Dempsey assistant Levell Sanders has taken over in an interim role and already has enormous shoes to fill, with leading scorer and sophomore guard Brenton Mills entering the transfer portal less than two weeks after Sanders’ introduction. Much like in the NFL, any DI head coaching opportunity can be seen as worthwhile, but with a national search planned, for some reason, for next spring, Sanders may need a miracle to keep the position beyond just one season.
Since the dawn of the Division I era, from my generation’s perspective, the Binghamton basketball fan base has watched the program grow, succeed and immediately disintegrate, and for the last decade, stumble repeatedly as it tries to regain its footing.

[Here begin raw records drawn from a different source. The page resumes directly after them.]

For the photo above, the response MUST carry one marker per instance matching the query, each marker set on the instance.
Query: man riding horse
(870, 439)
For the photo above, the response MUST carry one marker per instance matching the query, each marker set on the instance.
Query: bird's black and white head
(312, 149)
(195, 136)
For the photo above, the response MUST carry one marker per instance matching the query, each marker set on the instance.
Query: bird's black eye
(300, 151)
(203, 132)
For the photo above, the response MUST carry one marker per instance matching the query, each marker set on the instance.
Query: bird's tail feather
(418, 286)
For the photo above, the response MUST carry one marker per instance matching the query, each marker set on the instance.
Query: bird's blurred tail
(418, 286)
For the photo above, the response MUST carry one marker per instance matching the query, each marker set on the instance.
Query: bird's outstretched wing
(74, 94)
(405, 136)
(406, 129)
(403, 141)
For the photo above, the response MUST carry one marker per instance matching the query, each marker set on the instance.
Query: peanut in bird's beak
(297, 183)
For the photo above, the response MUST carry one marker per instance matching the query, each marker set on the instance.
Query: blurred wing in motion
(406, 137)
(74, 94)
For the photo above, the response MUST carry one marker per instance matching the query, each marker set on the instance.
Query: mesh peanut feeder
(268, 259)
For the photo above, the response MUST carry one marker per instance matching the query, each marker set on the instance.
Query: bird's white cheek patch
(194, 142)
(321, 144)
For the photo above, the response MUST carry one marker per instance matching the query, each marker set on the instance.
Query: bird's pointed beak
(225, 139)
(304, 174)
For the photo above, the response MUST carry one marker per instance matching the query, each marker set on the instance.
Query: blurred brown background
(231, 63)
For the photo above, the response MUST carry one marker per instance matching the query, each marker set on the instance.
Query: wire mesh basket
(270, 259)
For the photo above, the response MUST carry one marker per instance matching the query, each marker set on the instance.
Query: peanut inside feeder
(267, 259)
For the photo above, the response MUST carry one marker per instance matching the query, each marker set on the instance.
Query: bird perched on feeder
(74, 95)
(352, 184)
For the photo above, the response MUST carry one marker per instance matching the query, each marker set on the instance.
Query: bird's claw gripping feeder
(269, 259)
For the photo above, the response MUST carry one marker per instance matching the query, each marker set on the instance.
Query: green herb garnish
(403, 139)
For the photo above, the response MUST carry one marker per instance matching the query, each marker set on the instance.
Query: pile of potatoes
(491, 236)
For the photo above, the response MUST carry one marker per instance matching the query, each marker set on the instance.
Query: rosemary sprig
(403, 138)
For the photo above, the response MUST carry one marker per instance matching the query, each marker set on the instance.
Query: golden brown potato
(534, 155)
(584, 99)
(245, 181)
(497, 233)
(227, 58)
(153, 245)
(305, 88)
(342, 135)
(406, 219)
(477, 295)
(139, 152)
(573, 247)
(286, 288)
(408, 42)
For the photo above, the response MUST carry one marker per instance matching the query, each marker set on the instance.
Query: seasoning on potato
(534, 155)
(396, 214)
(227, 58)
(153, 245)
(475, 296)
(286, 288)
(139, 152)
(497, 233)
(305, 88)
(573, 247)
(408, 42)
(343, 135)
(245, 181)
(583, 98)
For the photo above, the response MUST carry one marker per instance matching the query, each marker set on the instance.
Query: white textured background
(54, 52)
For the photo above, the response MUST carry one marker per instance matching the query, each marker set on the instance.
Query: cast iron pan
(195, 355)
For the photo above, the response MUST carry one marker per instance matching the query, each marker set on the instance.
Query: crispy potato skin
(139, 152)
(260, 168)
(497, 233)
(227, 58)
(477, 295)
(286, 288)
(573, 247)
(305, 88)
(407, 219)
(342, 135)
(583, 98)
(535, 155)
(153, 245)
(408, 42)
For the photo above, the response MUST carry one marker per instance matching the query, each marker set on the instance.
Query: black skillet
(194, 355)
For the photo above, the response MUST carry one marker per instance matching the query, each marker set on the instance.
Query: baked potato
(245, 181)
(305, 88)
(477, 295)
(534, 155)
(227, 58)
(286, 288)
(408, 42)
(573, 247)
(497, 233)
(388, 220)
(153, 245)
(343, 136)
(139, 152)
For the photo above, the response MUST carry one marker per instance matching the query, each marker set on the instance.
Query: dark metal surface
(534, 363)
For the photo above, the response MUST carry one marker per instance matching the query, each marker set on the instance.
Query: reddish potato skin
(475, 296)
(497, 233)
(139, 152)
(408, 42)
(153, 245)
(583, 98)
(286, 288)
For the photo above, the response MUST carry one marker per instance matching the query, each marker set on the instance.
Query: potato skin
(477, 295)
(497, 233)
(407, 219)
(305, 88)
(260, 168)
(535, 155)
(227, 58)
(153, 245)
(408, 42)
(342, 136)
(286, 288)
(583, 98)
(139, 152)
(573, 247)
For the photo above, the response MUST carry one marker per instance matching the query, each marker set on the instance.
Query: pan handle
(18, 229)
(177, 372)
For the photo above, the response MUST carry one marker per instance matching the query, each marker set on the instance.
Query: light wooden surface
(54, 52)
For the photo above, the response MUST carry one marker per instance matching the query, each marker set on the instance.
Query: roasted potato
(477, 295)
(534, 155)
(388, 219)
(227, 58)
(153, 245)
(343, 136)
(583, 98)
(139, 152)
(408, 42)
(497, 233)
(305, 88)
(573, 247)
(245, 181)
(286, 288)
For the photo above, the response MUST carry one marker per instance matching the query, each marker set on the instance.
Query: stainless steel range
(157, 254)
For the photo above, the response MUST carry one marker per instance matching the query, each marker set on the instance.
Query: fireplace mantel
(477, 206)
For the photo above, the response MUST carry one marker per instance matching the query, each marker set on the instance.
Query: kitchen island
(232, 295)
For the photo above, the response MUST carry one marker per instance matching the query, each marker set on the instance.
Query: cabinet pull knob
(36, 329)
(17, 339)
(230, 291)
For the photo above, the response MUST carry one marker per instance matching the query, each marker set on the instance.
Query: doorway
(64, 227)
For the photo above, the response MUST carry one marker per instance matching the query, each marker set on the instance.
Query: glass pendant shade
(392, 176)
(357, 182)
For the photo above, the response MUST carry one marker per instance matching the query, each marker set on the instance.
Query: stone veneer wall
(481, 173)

Constricted by extraordinary financial uncertainty due to the pandemic, BU President Harvey Stenger, current Athletics Director Patrick Elliott and the Binghamton basketball program may in fact find themselves having to ask difficult questions not asked since before this generational cycle even began: do we still belong as a Division I program at all?
There’s no doubt, despite the lack of fans in the stands, that many of the other sports in the program have yielded success. Since we shifted as a sports department in 2004-05 to focus our coverage on all BU sports — and not just men’s basketball, men’s soccer and baseball — it’s been terrific to see and read about the many team and individual successes that programs like tennis, volleyball, track and field and the famously revived wrestling program have had.
There’s also no doubt in my mind that, pandemic notwithstanding, there is an enthusiastic, influential and supportive base of fans both living in the Southern Tier and around the world. Many younger alumni relished the “glory days” of the 2009 championship — trust me, I was on State Street afterward with you guys — while older alumni still patiently await a fairly earned title that eluded them in the Walker era.
While some older alumni, and surely many of the faculty and staff on campus, might still question the decision to go to Division I in the first place, the onus is now on Stenger and Elliott to paint their own legacies in Vestal: can they find the right coach who can bring the on-court results the fan base desperately craves without making the misguided academic and behavioral sacrifices of their predecessors? Or will we spend another 10 years watching programs like Hartford, UMass Lowell and Albany earn their glass slippers while we turn the Events Center into a $33 million perennial pumpkin farm?
Chris Strub, ‘07, is a BU alumnus and was Pipe Dream’s Sports Editor from 2004 to 2005.